言い換えで注意したいポイント
類語であってもニュアンスが異なると、言い換えをした際に意味や印象が異なってしまうため、言い換えで注意したいポイントをチェックしましょう。
「馬耳東風」と「馬の耳に念仏」は、どちらの言葉も「話をしても聞き入れてもらえず、効果がないさま」を表現しています。しかし、「馬耳東風」は「意見をあえて聞き入れない」意味が含まれるのに対して、「馬の耳に念仏」を使った場合には「良い話を理解できない」というニュアンスになる点が異なっているのです。
「馬耳東風」の対義語は「呼牛呼馬」など
「馬耳東風」の対義語は、以下のとおりです。
【呼牛呼馬(こぎゅうこば)】
相手が自分を牛と呼べば牛だと思い、馬と呼べば馬だと思うこと。相手に何を言われていても逆らわないで受け入れること。
【付和雷同(ふわらいどう)】
自分でしっかりとした考えを持っておらず、一定の主義や主張がない状態で、安易に他の説に賛成してしまうこと。
同じく「馬」を使っている言葉
「馬耳東風」と同じく、「馬」を一部に使っている言葉の例は以下のとおりです。
【馬に経文(きょうもん)】
馬にありがたい経文を聞かせても、なんの効き目もないことをたとえた言葉。
【馬を牛に乗り越える】
良いものを捨てて、悪いものに変えてしまうこと。
【馬の耳に風】
他人の意見を少しも気にせず、聞き流すこと。
【馬が合う】
よく気が合うこと。意気投合すること。
これらのほかにも、たくさんの「馬」を使って表現している言葉があります。
「馬耳東風」の意味を理解して正しく使おう
「馬耳東風」とは忠言や批評などに対して気に留めたり反省したりすることなく、聞き流してしまうことを指す言葉です。なにを言われていてもひょうひょうとした態度を崩さない場合などに使いましょう。

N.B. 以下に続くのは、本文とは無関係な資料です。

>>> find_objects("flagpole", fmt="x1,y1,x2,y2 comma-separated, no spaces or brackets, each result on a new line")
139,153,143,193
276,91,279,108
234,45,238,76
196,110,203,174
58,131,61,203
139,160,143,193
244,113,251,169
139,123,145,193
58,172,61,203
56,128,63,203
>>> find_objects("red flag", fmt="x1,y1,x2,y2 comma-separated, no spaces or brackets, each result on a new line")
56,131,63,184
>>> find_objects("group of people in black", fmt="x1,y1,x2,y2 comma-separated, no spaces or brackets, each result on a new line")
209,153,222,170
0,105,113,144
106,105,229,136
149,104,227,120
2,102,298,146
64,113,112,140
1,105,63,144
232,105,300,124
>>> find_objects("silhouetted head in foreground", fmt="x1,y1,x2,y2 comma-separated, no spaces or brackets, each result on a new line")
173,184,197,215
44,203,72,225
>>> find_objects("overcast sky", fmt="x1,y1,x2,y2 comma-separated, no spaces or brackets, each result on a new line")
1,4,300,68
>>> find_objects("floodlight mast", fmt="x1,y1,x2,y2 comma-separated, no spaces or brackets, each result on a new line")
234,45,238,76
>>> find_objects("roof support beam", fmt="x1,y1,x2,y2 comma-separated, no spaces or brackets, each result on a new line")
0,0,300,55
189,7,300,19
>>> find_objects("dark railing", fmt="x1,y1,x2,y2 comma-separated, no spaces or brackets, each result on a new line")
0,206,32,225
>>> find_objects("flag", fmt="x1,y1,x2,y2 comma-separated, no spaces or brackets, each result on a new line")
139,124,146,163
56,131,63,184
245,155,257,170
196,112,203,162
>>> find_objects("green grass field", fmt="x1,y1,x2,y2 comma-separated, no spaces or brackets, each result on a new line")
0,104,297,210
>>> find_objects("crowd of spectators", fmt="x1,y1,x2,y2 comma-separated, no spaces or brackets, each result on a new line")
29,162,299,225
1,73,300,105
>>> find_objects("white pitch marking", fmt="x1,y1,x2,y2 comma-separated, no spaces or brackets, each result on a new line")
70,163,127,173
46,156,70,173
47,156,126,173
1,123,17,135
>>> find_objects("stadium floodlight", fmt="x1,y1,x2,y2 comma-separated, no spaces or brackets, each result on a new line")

馬耳東風の類語と対義語はたくさんあり、同じように「馬」を使って表現している言葉も多いです。言い換えで注意したいポイントもチェックすると、自分の表現したい内容がより正確に伝えられるようになります。
言葉の持つ意味や語源、類語、対義語などをまとめて確認し、言葉を正しく使えるようになりましょう。